UPDATE 1-Italy to cut solar incentives in 2011-2013

Fri Jul 9, 2010 1:14pm EDT

* Large solar installations to take the biggest hit

* 3,000 MW cap on incentives for 3 years

* Innovative, concentrated PV plants to get extra support

(Updates with official detail release)

By Svetlana Kovalyova

MILAN, July 9 (Reuters) - Italy will cut production incentives for Europe's third-biggest solar power market in 2011-2013 with major cuts next year, its Industry Ministry said on Friday .

Solar energy has boomed in Italy since the launch in 2007 of the support scheme which lured investors ranging from families to banks and utilities and the world's major makers of solar power systems, such as U.S SunPower SPWRA.O.

Italy's long-awaited solar power incentive plan includes gradual cuts in feed-in tariffs for photovoltaic (PV) systems of about 30 percent in 2011 and 6 percent in both 2012 and 2013, according to the ministry.

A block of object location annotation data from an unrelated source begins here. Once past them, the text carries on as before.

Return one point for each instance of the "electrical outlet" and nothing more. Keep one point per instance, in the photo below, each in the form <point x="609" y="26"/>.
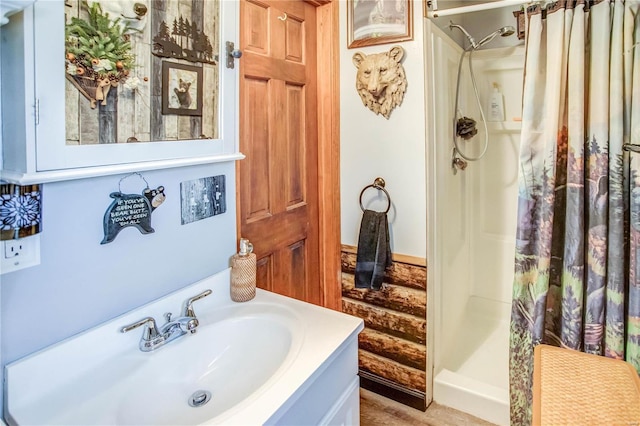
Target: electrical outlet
<point x="19" y="254"/>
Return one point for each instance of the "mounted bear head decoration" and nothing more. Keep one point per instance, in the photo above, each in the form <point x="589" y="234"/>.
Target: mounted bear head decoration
<point x="381" y="81"/>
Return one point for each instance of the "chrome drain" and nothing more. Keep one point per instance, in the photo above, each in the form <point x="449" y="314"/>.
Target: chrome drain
<point x="199" y="398"/>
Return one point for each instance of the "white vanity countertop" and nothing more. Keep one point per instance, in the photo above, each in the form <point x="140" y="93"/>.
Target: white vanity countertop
<point x="320" y="335"/>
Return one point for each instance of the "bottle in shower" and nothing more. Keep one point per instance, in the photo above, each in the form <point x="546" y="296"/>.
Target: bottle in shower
<point x="243" y="273"/>
<point x="496" y="105"/>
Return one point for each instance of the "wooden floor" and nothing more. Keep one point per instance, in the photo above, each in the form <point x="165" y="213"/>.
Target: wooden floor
<point x="376" y="410"/>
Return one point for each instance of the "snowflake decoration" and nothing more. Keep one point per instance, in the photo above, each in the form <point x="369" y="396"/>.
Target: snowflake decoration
<point x="20" y="211"/>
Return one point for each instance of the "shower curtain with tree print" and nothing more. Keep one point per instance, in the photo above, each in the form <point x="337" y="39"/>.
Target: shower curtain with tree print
<point x="577" y="266"/>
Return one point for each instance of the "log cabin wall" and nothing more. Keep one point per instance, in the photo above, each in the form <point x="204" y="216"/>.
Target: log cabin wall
<point x="392" y="347"/>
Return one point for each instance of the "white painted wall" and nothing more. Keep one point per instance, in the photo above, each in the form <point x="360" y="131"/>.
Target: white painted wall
<point x="393" y="149"/>
<point x="81" y="283"/>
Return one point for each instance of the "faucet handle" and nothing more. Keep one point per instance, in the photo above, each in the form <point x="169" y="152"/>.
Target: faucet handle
<point x="150" y="332"/>
<point x="188" y="309"/>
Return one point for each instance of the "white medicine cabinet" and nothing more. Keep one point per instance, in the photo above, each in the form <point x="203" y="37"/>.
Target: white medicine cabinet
<point x="176" y="106"/>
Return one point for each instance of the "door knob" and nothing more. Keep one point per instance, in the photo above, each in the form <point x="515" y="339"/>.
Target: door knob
<point x="232" y="54"/>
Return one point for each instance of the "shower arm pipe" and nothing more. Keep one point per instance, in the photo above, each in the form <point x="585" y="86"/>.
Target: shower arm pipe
<point x="473" y="8"/>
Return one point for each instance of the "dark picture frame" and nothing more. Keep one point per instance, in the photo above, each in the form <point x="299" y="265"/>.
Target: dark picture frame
<point x="181" y="89"/>
<point x="373" y="22"/>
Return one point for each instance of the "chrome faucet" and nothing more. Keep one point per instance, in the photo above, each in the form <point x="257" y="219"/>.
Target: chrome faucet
<point x="153" y="338"/>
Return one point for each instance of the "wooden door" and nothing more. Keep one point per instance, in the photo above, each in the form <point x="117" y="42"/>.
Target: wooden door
<point x="278" y="180"/>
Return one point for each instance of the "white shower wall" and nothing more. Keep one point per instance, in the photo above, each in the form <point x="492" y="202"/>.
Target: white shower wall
<point x="472" y="223"/>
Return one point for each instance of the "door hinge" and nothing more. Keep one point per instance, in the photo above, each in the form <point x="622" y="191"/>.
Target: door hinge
<point x="36" y="111"/>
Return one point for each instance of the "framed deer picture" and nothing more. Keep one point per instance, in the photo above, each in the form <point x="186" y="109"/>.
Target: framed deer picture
<point x="181" y="89"/>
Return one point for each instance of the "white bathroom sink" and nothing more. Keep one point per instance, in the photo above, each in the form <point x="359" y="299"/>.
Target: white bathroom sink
<point x="243" y="364"/>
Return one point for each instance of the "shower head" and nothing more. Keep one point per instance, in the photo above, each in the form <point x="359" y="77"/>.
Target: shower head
<point x="503" y="32"/>
<point x="471" y="39"/>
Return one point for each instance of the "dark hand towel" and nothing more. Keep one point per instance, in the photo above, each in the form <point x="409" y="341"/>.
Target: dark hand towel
<point x="374" y="252"/>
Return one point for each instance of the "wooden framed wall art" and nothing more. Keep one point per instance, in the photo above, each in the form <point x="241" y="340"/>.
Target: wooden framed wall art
<point x="373" y="22"/>
<point x="181" y="89"/>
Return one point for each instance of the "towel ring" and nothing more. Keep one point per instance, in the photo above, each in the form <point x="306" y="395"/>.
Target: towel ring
<point x="378" y="184"/>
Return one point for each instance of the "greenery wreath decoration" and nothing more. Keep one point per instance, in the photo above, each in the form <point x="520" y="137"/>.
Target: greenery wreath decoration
<point x="98" y="53"/>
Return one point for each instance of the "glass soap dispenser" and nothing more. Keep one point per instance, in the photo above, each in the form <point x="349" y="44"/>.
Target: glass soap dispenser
<point x="243" y="273"/>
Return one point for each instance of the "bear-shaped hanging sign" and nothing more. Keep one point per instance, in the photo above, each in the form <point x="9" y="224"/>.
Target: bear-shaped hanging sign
<point x="131" y="210"/>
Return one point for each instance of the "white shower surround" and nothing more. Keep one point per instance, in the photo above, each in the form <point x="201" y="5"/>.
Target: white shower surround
<point x="471" y="224"/>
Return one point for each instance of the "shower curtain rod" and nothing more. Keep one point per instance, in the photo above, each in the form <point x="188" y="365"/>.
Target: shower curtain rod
<point x="473" y="8"/>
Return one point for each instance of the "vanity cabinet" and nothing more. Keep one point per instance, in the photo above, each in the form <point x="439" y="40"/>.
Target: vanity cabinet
<point x="35" y="116"/>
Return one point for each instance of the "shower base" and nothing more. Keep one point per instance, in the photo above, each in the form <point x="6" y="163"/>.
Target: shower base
<point x="475" y="377"/>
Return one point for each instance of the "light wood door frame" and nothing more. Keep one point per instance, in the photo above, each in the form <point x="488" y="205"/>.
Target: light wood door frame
<point x="328" y="84"/>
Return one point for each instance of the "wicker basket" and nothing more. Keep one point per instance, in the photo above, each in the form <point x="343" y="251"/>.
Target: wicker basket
<point x="575" y="388"/>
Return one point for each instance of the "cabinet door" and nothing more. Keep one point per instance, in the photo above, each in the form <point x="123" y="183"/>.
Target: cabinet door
<point x="64" y="141"/>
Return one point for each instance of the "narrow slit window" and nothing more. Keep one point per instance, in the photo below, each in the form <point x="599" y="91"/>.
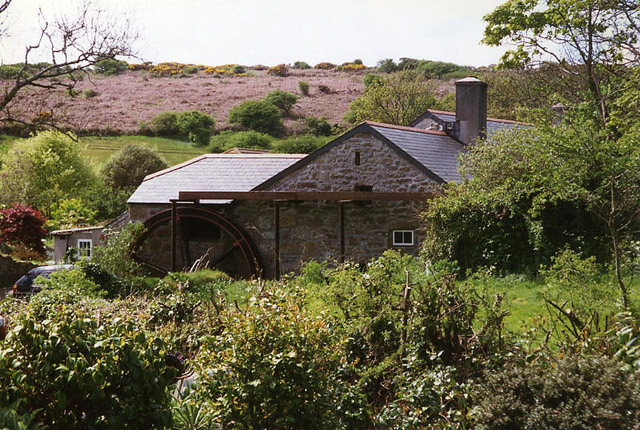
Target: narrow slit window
<point x="403" y="237"/>
<point x="84" y="249"/>
<point x="364" y="188"/>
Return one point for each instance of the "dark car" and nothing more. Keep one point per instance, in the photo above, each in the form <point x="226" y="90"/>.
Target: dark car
<point x="25" y="284"/>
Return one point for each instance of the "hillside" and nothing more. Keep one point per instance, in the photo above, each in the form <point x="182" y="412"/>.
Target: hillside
<point x="123" y="101"/>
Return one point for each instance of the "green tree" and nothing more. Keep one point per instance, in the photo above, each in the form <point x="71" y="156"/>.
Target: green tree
<point x="197" y="126"/>
<point x="257" y="115"/>
<point x="72" y="212"/>
<point x="397" y="99"/>
<point x="283" y="100"/>
<point x="44" y="169"/>
<point x="593" y="39"/>
<point x="126" y="169"/>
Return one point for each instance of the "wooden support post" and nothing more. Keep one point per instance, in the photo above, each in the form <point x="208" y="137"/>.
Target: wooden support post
<point x="276" y="221"/>
<point x="174" y="234"/>
<point x="341" y="228"/>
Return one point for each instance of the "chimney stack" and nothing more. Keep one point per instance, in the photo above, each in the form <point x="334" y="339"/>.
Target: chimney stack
<point x="471" y="109"/>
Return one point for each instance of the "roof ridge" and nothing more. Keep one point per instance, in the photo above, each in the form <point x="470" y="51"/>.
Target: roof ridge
<point x="205" y="156"/>
<point x="405" y="128"/>
<point x="508" y="121"/>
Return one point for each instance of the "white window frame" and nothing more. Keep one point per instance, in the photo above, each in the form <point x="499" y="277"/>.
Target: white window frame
<point x="403" y="242"/>
<point x="82" y="249"/>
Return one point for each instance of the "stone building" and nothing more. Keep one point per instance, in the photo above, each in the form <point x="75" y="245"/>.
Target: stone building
<point x="265" y="214"/>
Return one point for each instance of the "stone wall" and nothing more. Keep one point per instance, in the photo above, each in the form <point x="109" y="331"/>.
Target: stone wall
<point x="380" y="167"/>
<point x="310" y="230"/>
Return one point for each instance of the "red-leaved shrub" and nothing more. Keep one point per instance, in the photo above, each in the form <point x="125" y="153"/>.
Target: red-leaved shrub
<point x="22" y="224"/>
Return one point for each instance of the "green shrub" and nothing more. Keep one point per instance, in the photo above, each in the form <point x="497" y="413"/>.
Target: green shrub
<point x="280" y="70"/>
<point x="257" y="115"/>
<point x="197" y="126"/>
<point x="274" y="366"/>
<point x="228" y="139"/>
<point x="190" y="70"/>
<point x="110" y="66"/>
<point x="303" y="86"/>
<point x="325" y="66"/>
<point x="238" y="69"/>
<point x="72" y="212"/>
<point x="387" y="66"/>
<point x="115" y="253"/>
<point x="576" y="393"/>
<point x="317" y="126"/>
<point x="300" y="145"/>
<point x="127" y="168"/>
<point x="283" y="100"/>
<point x="372" y="79"/>
<point x="165" y="124"/>
<point x="76" y="373"/>
<point x="301" y="65"/>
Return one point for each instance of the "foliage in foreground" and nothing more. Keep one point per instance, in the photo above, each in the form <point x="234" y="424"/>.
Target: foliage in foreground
<point x="73" y="372"/>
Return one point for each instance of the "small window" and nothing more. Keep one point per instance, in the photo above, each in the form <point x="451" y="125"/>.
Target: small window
<point x="84" y="249"/>
<point x="403" y="237"/>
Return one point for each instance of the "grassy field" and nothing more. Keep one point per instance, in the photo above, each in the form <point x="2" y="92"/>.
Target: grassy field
<point x="97" y="150"/>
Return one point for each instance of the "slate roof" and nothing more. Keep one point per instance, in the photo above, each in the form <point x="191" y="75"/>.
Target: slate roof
<point x="434" y="150"/>
<point x="212" y="172"/>
<point x="494" y="125"/>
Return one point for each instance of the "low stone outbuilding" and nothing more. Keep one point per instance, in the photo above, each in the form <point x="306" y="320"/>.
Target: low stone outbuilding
<point x="266" y="214"/>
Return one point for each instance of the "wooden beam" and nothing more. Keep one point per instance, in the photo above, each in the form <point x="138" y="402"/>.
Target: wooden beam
<point x="304" y="195"/>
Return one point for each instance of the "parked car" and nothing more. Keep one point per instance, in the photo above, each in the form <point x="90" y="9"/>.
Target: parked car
<point x="26" y="286"/>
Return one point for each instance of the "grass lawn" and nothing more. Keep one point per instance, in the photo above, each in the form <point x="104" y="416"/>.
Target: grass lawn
<point x="97" y="150"/>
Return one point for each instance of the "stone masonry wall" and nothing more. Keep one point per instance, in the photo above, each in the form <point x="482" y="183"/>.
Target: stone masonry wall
<point x="310" y="230"/>
<point x="335" y="170"/>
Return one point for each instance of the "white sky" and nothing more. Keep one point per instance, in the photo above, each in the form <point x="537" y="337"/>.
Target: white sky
<point x="249" y="32"/>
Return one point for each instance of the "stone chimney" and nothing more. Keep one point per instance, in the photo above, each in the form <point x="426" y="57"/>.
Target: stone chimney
<point x="471" y="109"/>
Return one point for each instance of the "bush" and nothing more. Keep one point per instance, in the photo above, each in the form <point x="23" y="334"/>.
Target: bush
<point x="127" y="168"/>
<point x="280" y="70"/>
<point x="238" y="69"/>
<point x="371" y="79"/>
<point x="165" y="124"/>
<point x="72" y="212"/>
<point x="576" y="393"/>
<point x="300" y="145"/>
<point x="283" y="100"/>
<point x="110" y="66"/>
<point x="76" y="373"/>
<point x="197" y="126"/>
<point x="274" y="366"/>
<point x="115" y="253"/>
<point x="22" y="224"/>
<point x="325" y="66"/>
<point x="257" y="115"/>
<point x="301" y="65"/>
<point x="303" y="86"/>
<point x="241" y="139"/>
<point x="317" y="126"/>
<point x="387" y="66"/>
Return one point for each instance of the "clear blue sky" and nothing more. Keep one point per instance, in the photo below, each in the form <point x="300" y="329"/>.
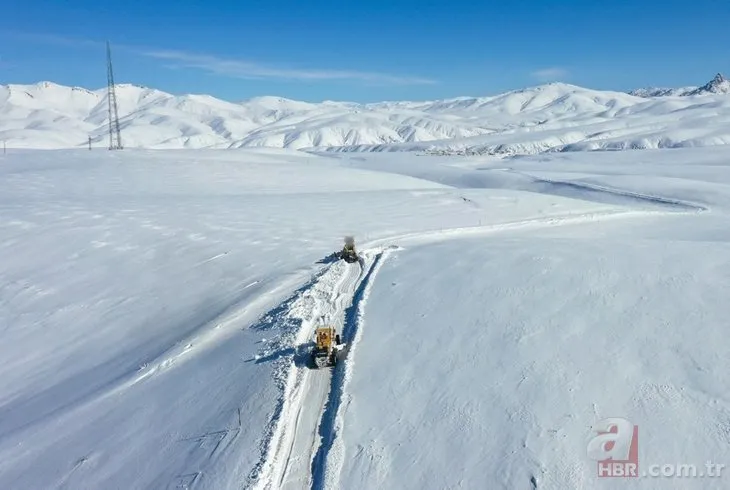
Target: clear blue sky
<point x="365" y="51"/>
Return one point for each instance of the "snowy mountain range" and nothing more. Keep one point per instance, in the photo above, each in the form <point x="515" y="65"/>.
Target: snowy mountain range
<point x="553" y="117"/>
<point x="718" y="85"/>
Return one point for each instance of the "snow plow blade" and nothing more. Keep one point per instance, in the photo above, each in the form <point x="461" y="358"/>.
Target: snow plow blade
<point x="328" y="348"/>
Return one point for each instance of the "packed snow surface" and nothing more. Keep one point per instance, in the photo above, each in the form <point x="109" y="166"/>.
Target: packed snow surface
<point x="553" y="117"/>
<point x="156" y="311"/>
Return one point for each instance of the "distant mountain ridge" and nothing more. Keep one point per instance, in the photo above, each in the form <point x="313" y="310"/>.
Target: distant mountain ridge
<point x="718" y="85"/>
<point x="552" y="117"/>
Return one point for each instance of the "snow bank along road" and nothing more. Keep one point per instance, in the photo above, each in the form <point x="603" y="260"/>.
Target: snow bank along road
<point x="304" y="450"/>
<point x="153" y="346"/>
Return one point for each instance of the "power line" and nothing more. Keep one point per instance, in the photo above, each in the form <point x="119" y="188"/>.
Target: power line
<point x="115" y="135"/>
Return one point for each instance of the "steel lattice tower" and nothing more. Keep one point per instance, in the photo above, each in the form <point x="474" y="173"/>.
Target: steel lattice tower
<point x="115" y="135"/>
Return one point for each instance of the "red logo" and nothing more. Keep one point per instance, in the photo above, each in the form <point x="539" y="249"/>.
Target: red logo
<point x="615" y="448"/>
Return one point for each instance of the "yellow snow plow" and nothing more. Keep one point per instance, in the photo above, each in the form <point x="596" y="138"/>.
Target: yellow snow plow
<point x="327" y="346"/>
<point x="348" y="253"/>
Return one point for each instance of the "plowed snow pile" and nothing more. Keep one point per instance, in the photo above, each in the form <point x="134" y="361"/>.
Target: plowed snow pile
<point x="155" y="308"/>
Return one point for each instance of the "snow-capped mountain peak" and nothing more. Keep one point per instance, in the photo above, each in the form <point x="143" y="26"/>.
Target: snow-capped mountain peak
<point x="718" y="85"/>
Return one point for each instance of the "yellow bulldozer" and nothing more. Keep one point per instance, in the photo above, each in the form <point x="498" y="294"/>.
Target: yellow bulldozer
<point x="348" y="253"/>
<point x="327" y="346"/>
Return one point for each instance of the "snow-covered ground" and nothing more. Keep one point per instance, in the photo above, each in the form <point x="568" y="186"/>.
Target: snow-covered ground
<point x="551" y="117"/>
<point x="156" y="307"/>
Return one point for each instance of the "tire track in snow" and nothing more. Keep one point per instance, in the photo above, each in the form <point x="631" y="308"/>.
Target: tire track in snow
<point x="328" y="460"/>
<point x="291" y="438"/>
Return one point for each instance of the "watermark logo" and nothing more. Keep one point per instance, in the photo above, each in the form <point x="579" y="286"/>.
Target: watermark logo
<point x="615" y="448"/>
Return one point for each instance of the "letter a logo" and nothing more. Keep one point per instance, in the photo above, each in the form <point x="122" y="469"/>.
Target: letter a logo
<point x="616" y="448"/>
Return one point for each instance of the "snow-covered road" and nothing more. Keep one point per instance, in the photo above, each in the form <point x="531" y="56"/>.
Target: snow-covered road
<point x="156" y="310"/>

Italy's regional governors approved the government's three-year solar incentives plan on Thursday after a series of delays which unnerved investors and added volatility to shares in Italian solar companies and international makers of PV systems which turn sunlight into power.

"We are fairly satisfied ... It is important to have the (national incentives) plan to be able to make investment plans for next year. The situation was critical before," Gianni Chianetta, chairman of the Assosolare industry body, told Reuters.

Italy is slashing incentives to bring them in line with falling prices of solar power systems and ease the burden on electricity bills while aiming to boost PV capacity to 8,000 megawatts in 2020 from 1,350 MW at present.

GRADUAL CUTS

Under the new incentive plan which replaces the one expiring this year, the feed-in tariff for big PV installations with a capacity of more than 5 MW will be cut every four months for a total of about 30 percent next year.

Feed-in tariffs guarantee operators steady returns for every kilowatt hour of produced power for 20 years under the Italian incentive scheme, among the most generous in Europe. Incentives for smaller PV installations will be gradually cut by up to about 20 percent next year. One-off 6 percent annual cuts are set for 2012 and 2013 under the new plan.

A limit of 3,000 MW will be put on the new conventional PV capacity to be covered by incentives over the next three years.

On top of that, 200 MW of concentrated PV capacity and 300 MW of other innovative PV technology, previously not covered by incentives, will get support.

Italy is Europe's No. 3 solar power producer after Germany and Spain and its market has attracted the world's leading PV system makers, including U.S. First Solar (FSLR.O), Suntech Power Holdings Co Ltd (STP.N), Japan's Mitsubishi Electric (6503.T), German's Solon (SOOG.DE) and Conergy CGYG.DE.